ましゅましゅさんたちは、月曜日に行かれるのですね.
私は祝日と日曜は必ず出社なので、次は当分先になってしまいます。
月曜日の感想もぜひぜひーーお願い致します.
平さんの長広舌の台詞は現代音楽。。素敵なたとえですね.難しい事はわかりませんが、平さんの銀メガネはいかがわしさとエレガントさのさじ加減が絶妙でもう名人芸と思いました.眼鏡の下に隠されたいろんな欲望を、ゴロちゃんがこどもの無邪気さとクルクルかわる気分表情でゆったりとかわす、二人のハーモニーが初めて見る感じで。私の中にあったアングラっぽい表現のカタチを気持ちよく裏切ってくれました。窪田君の文語調のせりふも大層萌えましたーー「まする」とかね。

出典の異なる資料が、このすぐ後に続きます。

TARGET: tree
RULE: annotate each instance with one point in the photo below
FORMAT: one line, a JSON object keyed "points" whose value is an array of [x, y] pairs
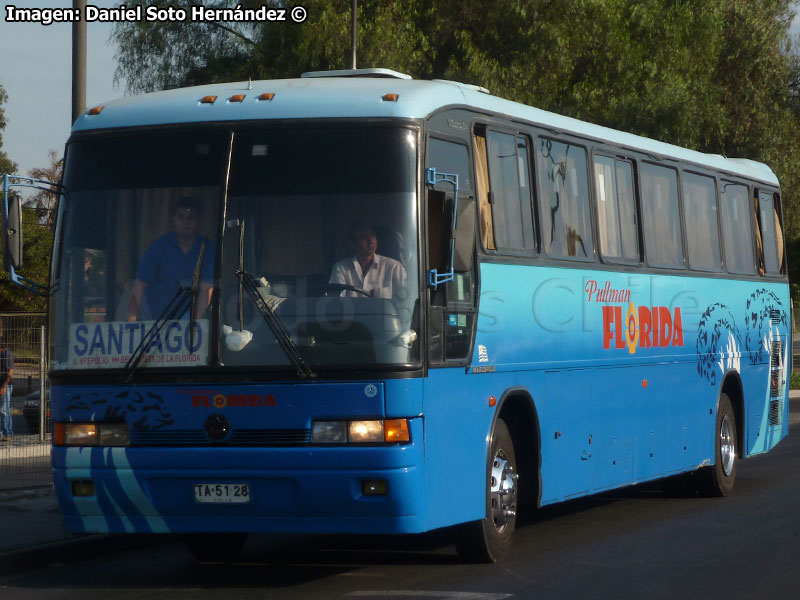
{"points": [[43, 202], [6, 164]]}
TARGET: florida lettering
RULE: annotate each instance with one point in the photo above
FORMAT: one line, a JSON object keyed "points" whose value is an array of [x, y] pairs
{"points": [[643, 326]]}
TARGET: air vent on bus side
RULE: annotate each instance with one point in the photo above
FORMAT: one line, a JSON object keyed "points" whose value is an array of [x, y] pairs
{"points": [[776, 381]]}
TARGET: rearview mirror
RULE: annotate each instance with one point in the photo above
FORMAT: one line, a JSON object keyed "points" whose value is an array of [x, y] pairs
{"points": [[12, 249]]}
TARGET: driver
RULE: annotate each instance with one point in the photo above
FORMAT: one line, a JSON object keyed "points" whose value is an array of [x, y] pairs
{"points": [[375, 274]]}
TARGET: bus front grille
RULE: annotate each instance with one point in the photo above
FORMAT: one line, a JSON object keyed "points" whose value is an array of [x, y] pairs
{"points": [[239, 437]]}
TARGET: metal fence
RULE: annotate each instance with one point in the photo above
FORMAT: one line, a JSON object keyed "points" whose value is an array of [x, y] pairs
{"points": [[25, 459]]}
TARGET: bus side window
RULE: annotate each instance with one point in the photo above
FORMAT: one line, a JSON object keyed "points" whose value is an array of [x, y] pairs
{"points": [[737, 234], [660, 216], [509, 180], [700, 219], [564, 200], [484, 204], [616, 209], [770, 235]]}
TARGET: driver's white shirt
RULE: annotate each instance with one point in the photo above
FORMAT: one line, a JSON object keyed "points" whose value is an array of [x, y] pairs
{"points": [[382, 276]]}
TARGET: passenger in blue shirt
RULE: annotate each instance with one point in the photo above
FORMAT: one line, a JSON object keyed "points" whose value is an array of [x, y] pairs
{"points": [[168, 264]]}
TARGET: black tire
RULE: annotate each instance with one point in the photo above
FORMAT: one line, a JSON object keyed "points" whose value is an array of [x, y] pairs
{"points": [[215, 547], [489, 540], [718, 479]]}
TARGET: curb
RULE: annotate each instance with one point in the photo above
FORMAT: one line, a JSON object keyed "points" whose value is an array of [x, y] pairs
{"points": [[75, 549]]}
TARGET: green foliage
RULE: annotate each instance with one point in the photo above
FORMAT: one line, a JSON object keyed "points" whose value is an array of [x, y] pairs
{"points": [[713, 75]]}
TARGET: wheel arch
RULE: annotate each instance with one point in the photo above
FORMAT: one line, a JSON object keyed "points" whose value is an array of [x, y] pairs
{"points": [[732, 386], [517, 408]]}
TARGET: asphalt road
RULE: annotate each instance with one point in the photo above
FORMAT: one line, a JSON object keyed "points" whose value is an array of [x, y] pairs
{"points": [[638, 543]]}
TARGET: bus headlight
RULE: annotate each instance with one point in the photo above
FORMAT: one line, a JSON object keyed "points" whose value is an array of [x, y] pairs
{"points": [[91, 434], [360, 432], [365, 431]]}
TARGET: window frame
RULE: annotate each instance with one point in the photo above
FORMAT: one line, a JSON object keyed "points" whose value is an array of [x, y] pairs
{"points": [[587, 146], [751, 214], [758, 190], [720, 248], [682, 241], [484, 128], [611, 260]]}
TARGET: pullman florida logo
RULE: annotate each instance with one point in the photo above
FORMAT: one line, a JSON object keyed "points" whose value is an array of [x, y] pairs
{"points": [[635, 326]]}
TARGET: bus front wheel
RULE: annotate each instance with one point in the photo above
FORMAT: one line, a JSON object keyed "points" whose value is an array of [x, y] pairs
{"points": [[718, 479], [490, 539]]}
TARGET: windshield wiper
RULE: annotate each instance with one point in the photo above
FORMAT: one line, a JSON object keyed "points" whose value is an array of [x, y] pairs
{"points": [[195, 283], [276, 325], [175, 308], [248, 284]]}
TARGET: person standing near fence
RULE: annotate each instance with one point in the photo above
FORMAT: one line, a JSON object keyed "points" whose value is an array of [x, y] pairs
{"points": [[6, 372]]}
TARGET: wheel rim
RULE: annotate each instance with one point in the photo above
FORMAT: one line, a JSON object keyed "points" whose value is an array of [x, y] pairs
{"points": [[503, 491], [727, 449]]}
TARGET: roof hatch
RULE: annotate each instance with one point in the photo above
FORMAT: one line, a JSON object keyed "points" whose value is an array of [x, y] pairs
{"points": [[387, 73]]}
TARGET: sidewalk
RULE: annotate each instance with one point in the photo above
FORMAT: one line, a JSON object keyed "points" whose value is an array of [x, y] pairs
{"points": [[33, 535]]}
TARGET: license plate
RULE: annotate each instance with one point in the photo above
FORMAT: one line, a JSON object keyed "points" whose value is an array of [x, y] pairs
{"points": [[223, 493]]}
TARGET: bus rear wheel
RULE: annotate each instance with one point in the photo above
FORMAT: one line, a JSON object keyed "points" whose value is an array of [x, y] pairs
{"points": [[489, 540], [215, 547], [718, 479]]}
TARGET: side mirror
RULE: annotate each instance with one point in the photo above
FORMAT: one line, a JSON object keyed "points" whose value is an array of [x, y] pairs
{"points": [[12, 249], [464, 235]]}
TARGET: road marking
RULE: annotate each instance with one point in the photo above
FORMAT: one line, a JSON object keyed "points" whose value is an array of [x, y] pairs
{"points": [[444, 595]]}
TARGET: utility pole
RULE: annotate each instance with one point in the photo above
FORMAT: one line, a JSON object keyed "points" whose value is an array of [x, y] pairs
{"points": [[353, 11], [79, 61]]}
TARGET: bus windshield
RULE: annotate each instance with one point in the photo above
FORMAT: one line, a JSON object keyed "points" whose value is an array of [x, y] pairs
{"points": [[279, 242]]}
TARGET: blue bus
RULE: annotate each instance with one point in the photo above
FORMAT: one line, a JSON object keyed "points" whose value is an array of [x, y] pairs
{"points": [[355, 302]]}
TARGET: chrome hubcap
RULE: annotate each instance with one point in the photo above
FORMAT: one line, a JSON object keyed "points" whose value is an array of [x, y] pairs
{"points": [[727, 450], [503, 491]]}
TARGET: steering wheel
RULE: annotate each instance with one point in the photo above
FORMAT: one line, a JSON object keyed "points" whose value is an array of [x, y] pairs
{"points": [[343, 287]]}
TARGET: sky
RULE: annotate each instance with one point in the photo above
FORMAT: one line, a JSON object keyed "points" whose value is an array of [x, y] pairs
{"points": [[35, 70]]}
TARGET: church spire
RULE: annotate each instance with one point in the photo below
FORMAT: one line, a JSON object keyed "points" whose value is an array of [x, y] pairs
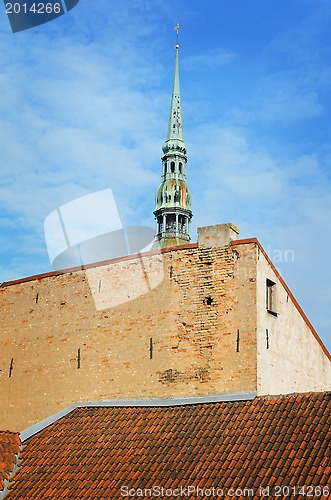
{"points": [[175, 126], [173, 212]]}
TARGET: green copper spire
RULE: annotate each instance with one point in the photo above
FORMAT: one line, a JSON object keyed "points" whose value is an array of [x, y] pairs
{"points": [[175, 126], [173, 212]]}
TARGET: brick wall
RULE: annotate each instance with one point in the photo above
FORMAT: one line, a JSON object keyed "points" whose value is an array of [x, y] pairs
{"points": [[172, 331]]}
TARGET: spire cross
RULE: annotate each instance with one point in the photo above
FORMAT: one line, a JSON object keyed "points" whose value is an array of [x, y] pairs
{"points": [[176, 28]]}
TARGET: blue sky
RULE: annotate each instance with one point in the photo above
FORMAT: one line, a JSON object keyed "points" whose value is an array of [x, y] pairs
{"points": [[85, 102]]}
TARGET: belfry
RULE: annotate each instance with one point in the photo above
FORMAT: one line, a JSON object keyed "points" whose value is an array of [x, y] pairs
{"points": [[173, 212]]}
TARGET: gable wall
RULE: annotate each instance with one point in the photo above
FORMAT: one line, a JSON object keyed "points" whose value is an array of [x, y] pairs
{"points": [[45, 321], [295, 359]]}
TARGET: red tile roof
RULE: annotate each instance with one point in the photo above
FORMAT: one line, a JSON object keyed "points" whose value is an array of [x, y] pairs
{"points": [[281, 443], [9, 449]]}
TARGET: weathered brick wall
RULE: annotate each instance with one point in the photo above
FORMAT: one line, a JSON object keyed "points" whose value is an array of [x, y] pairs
{"points": [[58, 348]]}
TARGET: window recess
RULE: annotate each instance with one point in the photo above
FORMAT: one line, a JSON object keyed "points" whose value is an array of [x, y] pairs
{"points": [[271, 297]]}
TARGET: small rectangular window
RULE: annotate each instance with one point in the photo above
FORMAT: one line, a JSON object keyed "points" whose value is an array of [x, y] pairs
{"points": [[271, 296]]}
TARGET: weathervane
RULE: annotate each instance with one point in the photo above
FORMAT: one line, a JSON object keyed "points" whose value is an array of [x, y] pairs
{"points": [[176, 28]]}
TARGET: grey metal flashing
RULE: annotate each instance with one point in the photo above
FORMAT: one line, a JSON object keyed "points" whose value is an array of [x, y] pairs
{"points": [[120, 403]]}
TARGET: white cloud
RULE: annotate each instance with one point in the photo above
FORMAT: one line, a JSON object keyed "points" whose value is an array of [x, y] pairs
{"points": [[209, 60]]}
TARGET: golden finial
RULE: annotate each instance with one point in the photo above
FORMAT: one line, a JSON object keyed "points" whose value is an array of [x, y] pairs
{"points": [[176, 28]]}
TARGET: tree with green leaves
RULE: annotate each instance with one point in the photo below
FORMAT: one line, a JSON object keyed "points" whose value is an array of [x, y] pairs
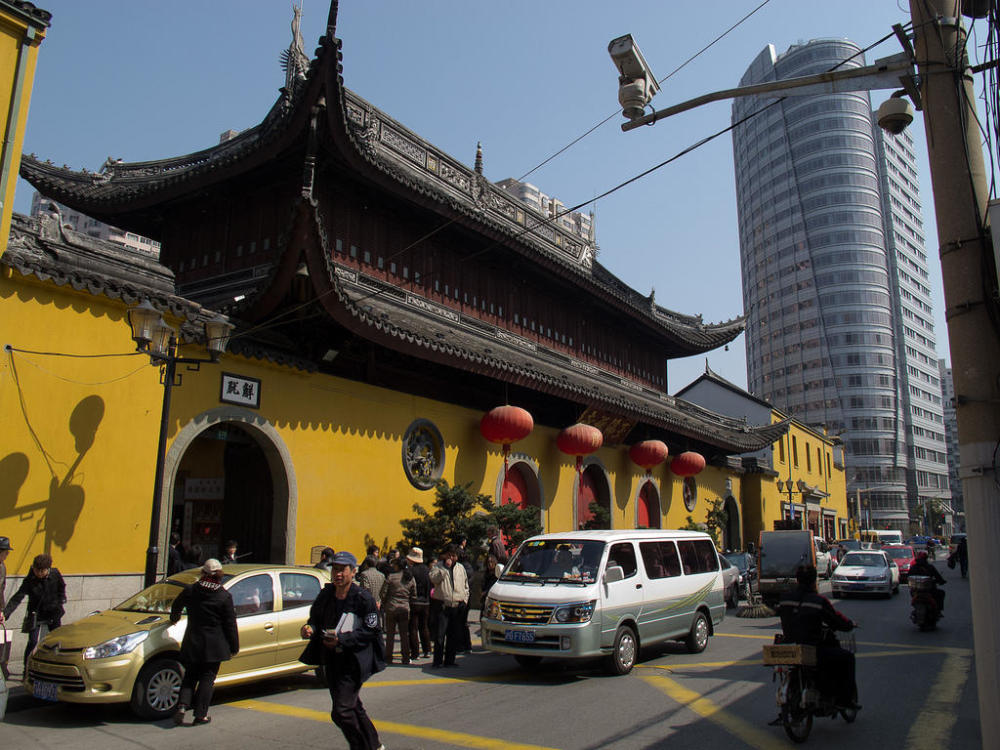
{"points": [[458, 513]]}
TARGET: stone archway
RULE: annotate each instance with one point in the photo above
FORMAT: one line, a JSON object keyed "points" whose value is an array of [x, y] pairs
{"points": [[254, 440]]}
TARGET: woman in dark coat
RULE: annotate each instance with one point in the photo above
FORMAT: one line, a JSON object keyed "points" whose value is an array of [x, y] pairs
{"points": [[46, 592], [211, 638]]}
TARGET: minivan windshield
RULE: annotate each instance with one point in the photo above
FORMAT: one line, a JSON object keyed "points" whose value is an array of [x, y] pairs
{"points": [[555, 561], [782, 552]]}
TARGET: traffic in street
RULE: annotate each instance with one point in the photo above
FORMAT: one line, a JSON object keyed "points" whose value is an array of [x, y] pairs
{"points": [[917, 689]]}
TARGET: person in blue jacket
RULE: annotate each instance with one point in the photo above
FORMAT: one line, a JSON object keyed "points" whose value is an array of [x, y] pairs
{"points": [[346, 640]]}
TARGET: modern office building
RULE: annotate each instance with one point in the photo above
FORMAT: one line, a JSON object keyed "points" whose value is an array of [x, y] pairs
{"points": [[836, 290], [951, 436]]}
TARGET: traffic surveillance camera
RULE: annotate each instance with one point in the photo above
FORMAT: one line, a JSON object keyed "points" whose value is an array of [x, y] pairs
{"points": [[895, 115], [636, 82]]}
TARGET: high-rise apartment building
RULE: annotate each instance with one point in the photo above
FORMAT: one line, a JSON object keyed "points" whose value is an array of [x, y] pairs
{"points": [[835, 283], [951, 435]]}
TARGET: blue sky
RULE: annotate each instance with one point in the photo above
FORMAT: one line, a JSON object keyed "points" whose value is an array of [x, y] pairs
{"points": [[140, 80]]}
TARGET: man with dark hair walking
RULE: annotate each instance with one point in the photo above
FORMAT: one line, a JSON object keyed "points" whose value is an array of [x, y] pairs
{"points": [[448, 600], [211, 638], [345, 638], [46, 592]]}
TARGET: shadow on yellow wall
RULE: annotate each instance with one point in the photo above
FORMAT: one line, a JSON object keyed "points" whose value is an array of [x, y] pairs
{"points": [[58, 513]]}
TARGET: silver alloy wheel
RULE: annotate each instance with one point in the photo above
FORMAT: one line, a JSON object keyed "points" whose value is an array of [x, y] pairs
{"points": [[163, 689], [626, 649]]}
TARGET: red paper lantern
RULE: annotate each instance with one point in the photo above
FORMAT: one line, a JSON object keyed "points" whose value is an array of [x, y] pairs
{"points": [[506, 425], [687, 464], [648, 453], [579, 440]]}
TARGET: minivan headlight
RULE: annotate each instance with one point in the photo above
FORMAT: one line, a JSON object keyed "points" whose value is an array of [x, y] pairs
{"points": [[579, 612], [123, 644]]}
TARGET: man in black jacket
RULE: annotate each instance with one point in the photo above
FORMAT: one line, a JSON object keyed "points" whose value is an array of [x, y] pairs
{"points": [[210, 638], [345, 638], [804, 615], [46, 592]]}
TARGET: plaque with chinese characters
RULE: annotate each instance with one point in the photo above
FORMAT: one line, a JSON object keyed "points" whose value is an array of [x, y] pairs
{"points": [[240, 390]]}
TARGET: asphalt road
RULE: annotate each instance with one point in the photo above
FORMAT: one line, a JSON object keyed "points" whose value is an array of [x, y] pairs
{"points": [[917, 690]]}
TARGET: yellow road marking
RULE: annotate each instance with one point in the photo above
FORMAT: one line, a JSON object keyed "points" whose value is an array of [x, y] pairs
{"points": [[445, 736], [935, 719], [936, 649], [707, 709]]}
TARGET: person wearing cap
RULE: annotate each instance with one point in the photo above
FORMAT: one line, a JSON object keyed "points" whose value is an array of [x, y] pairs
{"points": [[211, 637], [325, 559], [450, 598], [46, 591], [346, 640], [420, 632], [5, 549]]}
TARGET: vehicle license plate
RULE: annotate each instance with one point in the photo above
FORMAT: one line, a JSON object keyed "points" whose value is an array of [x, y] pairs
{"points": [[44, 690], [519, 636]]}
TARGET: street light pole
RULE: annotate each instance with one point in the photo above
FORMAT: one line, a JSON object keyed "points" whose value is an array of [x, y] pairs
{"points": [[155, 338], [958, 176], [153, 550]]}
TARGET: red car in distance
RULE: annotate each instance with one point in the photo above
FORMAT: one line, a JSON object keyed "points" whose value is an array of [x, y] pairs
{"points": [[903, 555]]}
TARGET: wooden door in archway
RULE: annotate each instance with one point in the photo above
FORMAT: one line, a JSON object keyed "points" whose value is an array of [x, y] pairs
{"points": [[648, 507]]}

今日は深海のダイオウイカでもみてこの興奮をクールダウンしてきます!
ではでは、朝から失礼しました。

こんにちは♪

ねむり箱さんは日祝出勤なのですね~日頃も家事とかあるからなかなか休んだ気がしないのではないですか?私も今、昼休憩中なのですか結構ヘロヘロです~
で、平さんと窪田くんコンビはじいと孫な雰囲気濃厚で、凄くポップというか庶民的な感じでしたねぇ。あれで和みましたが、実は登場場面の肩幅にもやられてまして、青年と子供の間で揺れる窪田くんの様子もまたよしでした!